On December 16, the Pakistani General Niazi surrendered to the Indian commander General Arora. Bangladesh was victorious. Bangabandhu returned home to adulation of the entire nation.
“I laid my weapon at the feet of Bangabandhu,” recalls Kader Siddiqui. “I had taken up arms when my country needed me. When I no longer needed it, I laid it at the feet of my leader. This also meant that weapons were subordinate to the political leadership. It indicated my belief that we would be ruled by our elected representatives and not by the barrel of a gun. But unfortunately, my dream of a true democracy was dashed again and again.”
The war had been won, but the peace did not promise to be easy. The nation fought in 1971 to throw off the yoke of oppression. They dreamt of a society free of exploitation and extremist dogma. The war was won almost four decades ago. But the aims of the war of liberation are yet to be achieved.
“During the war we managed to rise above petty divisions and unite behind a common cause,” says
Photo: Naibuddin Ahmed
Kader Siddiqui. “That was the secret behind our victory. In an independent country, 38 years after liberation, there should not be any question of pro-liberation or anti-liberation force. There should be unity. I am very clear about this. Those who actively worked against liberation in 1971 should not be in politics. Those who committed war crimes should be tried and punished. By the same token, no one who has been born in independent Bangladesh should be labeled anti-liberation. We must find our common humanity. That for me is the true spirit of the War of Liberation. ”

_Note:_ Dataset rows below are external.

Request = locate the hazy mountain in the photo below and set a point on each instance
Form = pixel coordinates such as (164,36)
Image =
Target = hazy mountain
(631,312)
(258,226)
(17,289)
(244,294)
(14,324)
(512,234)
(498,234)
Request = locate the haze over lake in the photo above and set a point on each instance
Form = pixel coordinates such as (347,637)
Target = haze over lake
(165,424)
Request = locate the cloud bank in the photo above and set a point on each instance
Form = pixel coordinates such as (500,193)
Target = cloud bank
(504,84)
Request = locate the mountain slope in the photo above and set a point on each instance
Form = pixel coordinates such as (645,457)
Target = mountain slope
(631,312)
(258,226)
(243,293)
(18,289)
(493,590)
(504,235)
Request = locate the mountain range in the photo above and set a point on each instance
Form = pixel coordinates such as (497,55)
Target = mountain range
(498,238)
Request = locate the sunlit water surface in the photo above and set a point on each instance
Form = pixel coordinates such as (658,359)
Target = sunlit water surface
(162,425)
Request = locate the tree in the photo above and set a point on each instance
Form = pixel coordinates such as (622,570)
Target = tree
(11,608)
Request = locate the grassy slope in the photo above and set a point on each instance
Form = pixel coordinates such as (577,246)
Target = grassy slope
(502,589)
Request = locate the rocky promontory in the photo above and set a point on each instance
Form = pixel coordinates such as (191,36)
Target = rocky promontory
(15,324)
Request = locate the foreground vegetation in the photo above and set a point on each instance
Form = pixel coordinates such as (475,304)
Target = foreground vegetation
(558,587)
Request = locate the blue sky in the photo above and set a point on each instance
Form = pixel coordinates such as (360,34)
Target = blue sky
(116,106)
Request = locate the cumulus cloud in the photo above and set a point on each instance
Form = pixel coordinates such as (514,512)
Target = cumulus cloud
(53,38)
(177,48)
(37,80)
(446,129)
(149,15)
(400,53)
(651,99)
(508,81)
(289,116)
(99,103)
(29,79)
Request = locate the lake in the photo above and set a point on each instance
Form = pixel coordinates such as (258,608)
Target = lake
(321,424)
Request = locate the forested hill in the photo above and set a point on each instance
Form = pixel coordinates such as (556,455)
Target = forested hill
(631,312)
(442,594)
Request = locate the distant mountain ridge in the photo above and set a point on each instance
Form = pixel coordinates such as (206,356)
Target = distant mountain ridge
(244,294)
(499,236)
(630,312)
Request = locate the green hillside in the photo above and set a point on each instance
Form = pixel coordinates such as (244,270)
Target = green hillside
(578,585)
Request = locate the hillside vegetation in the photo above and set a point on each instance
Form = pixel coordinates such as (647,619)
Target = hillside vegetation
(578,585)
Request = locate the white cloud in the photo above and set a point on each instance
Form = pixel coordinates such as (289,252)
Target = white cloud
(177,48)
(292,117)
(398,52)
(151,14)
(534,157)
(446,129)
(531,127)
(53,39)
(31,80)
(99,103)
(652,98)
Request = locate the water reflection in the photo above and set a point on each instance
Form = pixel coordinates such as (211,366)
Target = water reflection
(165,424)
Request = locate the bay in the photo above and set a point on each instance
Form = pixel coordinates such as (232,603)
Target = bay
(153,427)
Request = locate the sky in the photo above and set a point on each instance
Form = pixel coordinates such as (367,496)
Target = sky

Lt General (retd) Mir Shaukat Ali believes that victory shows us our strength as a nation. “That should be our guiding principle. With a ragtag band of farmers, we managed to defeat one of the world’s modern armies. Once we are united, we can be as strong as anybody. We should know our own strength.”
Victory in 1971 was achieved at a monumental cost in terms of lives and treasure. The martyrs of the war of liberation died so that we might live as free men. They defended freedom against fearsome odds — that will be their lasting legacy.
Triumph and Tragedy
As told by Major General (retd) Moinul Hossain Chowdhury
The dawn that followed the dark and frigid night of December 2, 1971, was foggy, dreary, and foreboding to the troops of the 2nd East Bengal Regiment dug in their positions along the front line between Mukundpur and Azampur near Akhaura, a distance of approximately 2 miles, facing the defensive structures of the Pakistani army. The area was held by Pakistan army’s famed 12 FF Regiment.
I looked around at my comrades in arms, and knew that I would be sending many of them in harm’s way. But our mission was clear: we had to clear the area up to Brahmanbaria. That would pave the way for the Indian army to enter and move towards Bhairab.
At 11.45 PM, according to arrangement, the heavy guns opened up on the Indian side of the border. The Indian artillery gunners started a devastating barrage aimed at the 12 FF. Under cover of artillery we advanced rapidly and engaged the enemy.
The fog cut down visibility and the conditions were tough. We closed on their position and sent withering fire into their trenches. The staccato rattle of LMGs and rifles was interspersed with the occasional boom of mortars.
Soon we were fighting a pitched battle at close quarters. We pushed them back and continued to advance. I put lieutenant Badiuzzaman in charge of one of the trenches, and ordered others to press on. But within minutes a fierce counter attack started. As I crawled up, Badiuzzaman left his trench. “We should fall back, sir!” he shouted. “No, hold the position until the rest of the company can catch up,” I yelled back. He obeyed. I moved on to survey other positions. Moments later, an 81 mm mortar shell landed in his trench. Badiuzzaman embraced martyrdom on the spot.
We ran the 12 FF out of Akhaura the next day. The battle was won. But I had to bury my comrade in arms, Shahid Lieutenant Badiuzzaman.